In a statement, JBS said it was looking forward to working with Huon’s 850 employees to strengthen the business, and identify new growth opportunities.
“Huon is a fantastic business with strong capability and expertise, supported by quality assets and operations. I have spent last week touring Huon’s facilities and am truly in awe of the skills and expertise that Huon employees possess,” JBS Australia chief executive Brent Eastwood said.
“JBS, through its strong and extensive domestic and global customer base, processing capabilities and global sales and marketing efforts will strengthen Huon for the benefit of all staff, their families and the broader Tasmanian economy.”
Philip Wiese, who has been with Huon for 14 years and is an expert in how to manage and operate the business, has been appointed CEO.
“JBS has a proven track record in investing and growing Australian businesses.

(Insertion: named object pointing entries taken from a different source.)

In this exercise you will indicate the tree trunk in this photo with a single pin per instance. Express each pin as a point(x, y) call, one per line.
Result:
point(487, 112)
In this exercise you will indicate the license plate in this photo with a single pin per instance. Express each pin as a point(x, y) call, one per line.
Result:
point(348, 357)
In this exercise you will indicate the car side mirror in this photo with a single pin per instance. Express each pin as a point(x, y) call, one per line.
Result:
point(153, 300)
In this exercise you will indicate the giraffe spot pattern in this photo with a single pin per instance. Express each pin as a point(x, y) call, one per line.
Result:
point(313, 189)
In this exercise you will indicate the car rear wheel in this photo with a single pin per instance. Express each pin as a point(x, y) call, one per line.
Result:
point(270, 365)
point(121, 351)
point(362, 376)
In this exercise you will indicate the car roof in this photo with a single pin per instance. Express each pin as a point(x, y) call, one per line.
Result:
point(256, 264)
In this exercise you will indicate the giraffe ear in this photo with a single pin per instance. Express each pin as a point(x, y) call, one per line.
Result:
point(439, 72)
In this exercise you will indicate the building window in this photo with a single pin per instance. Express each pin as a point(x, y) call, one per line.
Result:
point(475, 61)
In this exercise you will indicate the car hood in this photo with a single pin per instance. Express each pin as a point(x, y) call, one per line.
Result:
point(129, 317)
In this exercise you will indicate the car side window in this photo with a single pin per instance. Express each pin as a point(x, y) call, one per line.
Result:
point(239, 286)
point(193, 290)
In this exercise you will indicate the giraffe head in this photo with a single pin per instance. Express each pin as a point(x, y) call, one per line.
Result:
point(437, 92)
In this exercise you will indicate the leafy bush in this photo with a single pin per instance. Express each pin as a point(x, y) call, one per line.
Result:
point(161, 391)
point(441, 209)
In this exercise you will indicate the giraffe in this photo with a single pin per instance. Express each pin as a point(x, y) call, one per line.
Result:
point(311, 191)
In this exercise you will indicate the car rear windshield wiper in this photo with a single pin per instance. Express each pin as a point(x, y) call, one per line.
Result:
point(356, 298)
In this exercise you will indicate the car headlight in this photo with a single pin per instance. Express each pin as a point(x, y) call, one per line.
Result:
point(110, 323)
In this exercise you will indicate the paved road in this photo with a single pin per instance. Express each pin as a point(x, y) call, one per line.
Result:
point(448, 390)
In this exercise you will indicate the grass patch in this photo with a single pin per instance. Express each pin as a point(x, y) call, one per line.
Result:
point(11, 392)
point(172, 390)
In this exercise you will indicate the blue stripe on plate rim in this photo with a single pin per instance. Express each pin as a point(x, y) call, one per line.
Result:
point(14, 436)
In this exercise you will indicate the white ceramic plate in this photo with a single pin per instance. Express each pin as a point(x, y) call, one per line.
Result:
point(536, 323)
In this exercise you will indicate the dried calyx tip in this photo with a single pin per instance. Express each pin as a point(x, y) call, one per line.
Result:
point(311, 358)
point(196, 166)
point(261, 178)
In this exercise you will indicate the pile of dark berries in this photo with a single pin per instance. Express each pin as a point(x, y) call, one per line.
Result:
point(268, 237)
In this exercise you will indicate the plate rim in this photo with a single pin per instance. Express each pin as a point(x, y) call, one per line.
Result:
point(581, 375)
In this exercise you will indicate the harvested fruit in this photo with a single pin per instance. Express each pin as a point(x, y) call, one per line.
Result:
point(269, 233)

We know JBS sees Huon as a long term investment and will bring its ideas, market contacts and investment prowess to Tasmania for the benefit of so many,” Mr Wiese said.
“Having spent the last week with Brent and the JBS team, I have total confidence in the positive trajectory of Huon and what we can achieve together. There is a positive buzz and enthusiasm amongst the Huon workforce this week, who are really excited about JBS coming on board.”
“It is very much ‘business as usual’ as Huon enters the busy summer farming season,” Mr Eastwood said.
“Spending this week in Tasmania with the Huon team was a great opportunity to explain to them first-hand that their expertise combined with our investment capability and experience, are a perfect partnership to take this business forward. We want to invest in Huon and use our global contacts to open up new export markets.”
JBS said it will work with the local team to integrate Huon into the global JBS sustainability strategy. This includes committing to net-zero by 2040 and having an uncompromising commitment to social responsibility, animal welfare, people safety and environmental sustainability.
Responding to concerns over the environmental impact of sea-based salmon farming, JBS said it recognised that sustainability is a science of research, analysis and continuous improvement and that businesses must constantly strive to minimise environmental impacts and preserve precious natural resources for the benefit of future generations.